From FreedomHEC Taipei to FOSS.in / Linux and the Taiwanese Hardware Industry
I'm on my way from Taipei to Bangalore, from FreedomHEC Taipei to FOSS.in. Two very different events in two very different countries with a quite different IT industry.
I was really happy about FreedomHEC. It is really about time that the Linux world and the Taiwan-based chipset vendors and system integrators start much more interaction. It is a simple economic fact that A lot of hardware development, both in the PC mainboard, Laptop as well as the embedded device space happens in Taiwan. It is also very true, that for whatever reason the gradual Linux revolution in the server and desktop market in the EU, the US and other markets such as Southern America has not really reached Taiwan. At least from all the various contacts that I've made in Taiwan, there are almost no Linux users, and particularly not in a corporate environment.
My experience in Germany shows that many small and medium sized companies, as well as a noteworthy part of public administration is using Linux, at least on the server side, and to an increasing amount on the desktop side. Many end users have dual-booting machines. Plus, the universities and particularly the computer science departments have a long UNIX-related tradition - and most SunOS and Solaris workstations have since been replaced by Linux based systems, or at least systems with dual-boot configurations.

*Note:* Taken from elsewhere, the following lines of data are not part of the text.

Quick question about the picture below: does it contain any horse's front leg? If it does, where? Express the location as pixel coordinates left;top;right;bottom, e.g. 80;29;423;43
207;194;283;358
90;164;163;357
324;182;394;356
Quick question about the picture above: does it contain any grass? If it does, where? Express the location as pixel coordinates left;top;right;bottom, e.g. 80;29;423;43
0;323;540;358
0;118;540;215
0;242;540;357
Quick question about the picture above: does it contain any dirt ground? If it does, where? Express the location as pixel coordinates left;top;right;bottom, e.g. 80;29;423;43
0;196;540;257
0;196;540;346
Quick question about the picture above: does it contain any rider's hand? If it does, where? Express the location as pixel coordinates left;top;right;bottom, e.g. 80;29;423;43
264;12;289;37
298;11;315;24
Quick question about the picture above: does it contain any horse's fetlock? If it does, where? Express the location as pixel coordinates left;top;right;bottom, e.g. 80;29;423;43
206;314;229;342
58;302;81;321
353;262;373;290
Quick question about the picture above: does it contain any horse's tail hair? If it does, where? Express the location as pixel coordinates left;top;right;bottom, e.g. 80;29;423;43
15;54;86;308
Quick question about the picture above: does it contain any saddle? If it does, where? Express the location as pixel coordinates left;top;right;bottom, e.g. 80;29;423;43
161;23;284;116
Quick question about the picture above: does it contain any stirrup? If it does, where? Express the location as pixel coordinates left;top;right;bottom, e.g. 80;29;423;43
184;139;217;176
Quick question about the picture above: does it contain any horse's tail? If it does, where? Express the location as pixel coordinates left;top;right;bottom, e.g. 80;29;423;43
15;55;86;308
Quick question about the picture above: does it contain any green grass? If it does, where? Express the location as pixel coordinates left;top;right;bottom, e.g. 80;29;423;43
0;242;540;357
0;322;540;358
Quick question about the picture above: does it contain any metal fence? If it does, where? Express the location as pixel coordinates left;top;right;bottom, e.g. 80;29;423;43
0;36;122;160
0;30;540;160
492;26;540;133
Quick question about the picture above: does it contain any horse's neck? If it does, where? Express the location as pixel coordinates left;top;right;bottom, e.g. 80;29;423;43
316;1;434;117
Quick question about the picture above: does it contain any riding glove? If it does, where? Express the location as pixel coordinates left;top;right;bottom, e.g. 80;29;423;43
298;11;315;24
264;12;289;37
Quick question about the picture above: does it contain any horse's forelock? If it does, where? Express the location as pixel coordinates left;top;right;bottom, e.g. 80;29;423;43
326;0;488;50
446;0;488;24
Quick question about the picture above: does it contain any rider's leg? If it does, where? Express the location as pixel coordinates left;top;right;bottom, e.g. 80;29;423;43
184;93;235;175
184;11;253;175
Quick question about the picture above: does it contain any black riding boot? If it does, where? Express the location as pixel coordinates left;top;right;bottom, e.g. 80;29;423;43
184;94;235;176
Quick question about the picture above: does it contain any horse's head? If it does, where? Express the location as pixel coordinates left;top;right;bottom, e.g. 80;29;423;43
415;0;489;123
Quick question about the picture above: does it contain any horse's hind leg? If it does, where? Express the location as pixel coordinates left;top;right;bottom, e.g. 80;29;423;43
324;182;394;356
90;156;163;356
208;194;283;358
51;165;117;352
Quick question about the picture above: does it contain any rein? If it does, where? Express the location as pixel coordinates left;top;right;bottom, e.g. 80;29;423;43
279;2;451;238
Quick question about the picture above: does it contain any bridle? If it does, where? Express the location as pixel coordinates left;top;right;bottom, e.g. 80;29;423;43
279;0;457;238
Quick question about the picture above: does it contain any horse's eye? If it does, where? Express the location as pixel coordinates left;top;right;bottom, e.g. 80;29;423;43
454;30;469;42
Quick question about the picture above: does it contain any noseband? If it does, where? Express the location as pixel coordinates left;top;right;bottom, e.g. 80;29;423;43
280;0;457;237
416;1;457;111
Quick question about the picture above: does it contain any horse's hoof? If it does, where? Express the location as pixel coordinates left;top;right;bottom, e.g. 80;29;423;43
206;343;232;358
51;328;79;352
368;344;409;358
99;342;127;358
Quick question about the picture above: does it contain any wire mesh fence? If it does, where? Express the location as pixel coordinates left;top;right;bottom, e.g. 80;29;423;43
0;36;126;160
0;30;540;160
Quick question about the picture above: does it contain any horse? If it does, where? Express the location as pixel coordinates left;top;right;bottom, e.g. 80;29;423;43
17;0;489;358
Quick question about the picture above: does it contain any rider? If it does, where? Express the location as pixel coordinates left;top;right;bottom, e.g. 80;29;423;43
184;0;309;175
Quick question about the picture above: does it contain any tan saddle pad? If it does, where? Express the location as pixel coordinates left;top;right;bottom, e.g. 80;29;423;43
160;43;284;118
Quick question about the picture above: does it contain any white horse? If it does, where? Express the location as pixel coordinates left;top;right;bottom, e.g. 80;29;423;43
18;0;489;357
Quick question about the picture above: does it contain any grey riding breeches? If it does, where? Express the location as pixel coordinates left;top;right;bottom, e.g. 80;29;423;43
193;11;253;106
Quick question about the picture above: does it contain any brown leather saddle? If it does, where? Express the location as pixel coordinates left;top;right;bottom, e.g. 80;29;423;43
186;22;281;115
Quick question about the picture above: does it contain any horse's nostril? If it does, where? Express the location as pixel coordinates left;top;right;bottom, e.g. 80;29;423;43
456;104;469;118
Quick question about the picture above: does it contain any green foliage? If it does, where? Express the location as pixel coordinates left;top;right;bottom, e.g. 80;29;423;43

If my completely non-representative assessment of the Situation in Taiwan is true, then we just don't see this level of adoption there. And this has a quite big impact:
- Managers and Engineers underestimate the amount of Linux adoptions in their target markets, since they don't see that much adoption in their domestic market
- Even if there is a [customer] demand for Linux, the Taiwanese hardware industry has a hard time to properly respond to this demand due to the lack of know-how about Linux and FOSS - both technology-wise, but also regarding the development model
- There are very few system administrators or software developers with a profound Linux user experience. How are you supposed to administrate or develop for a system that you haven't at least used for a couple of years?
So as a result of this, I argue that Linux hardware support world wide suffers from the lack of recognition of Linux in Taiwan.
This needs to change. Recent developments like the Asus eeePC or Linux-based Netbooks in general are not a solution either. They don't mean that Asus suddenly cares about how well e.g. the Linux ACPI implementation interacts with the ACPI BIOS of their non-eeePC Laptops.
I think any system integrator who understands those facts will likely gain a lot of trust and customer satisfaction. We yet have to see _any_ laptop or mainboard manufacturer who goes public and says "we will test our systems with Linux like we test them with Windows".
Non-Taiwanese system integrators like Dell or HP have a competitive advantage here. They do understand much better what Linux is, and how to work with it - even though mostly still on the Server side. You will find Linux-based BIOS update tools. You will see ACPI BIOSes that actually work properly and don't just contain random bytes in those parts that Windows doesn't currently use.
Why not Acer? Why not Asus? Why not MSI? Why not Foxconn? How much of a R&D investment is it really to do even the most minimal testing like booting some Linux Live Distribution from CD and checking if the major features are working? I would assume in the total Laptop R&D cost, it's less than 1%. So if only 1% of the customers will install Linux, it should already be justified.
Especially right now, nobody has really made the first step. Anyone who starts with the right strategy can be the first one on the market. The opportunity is there. Don't wait until the competition uses it.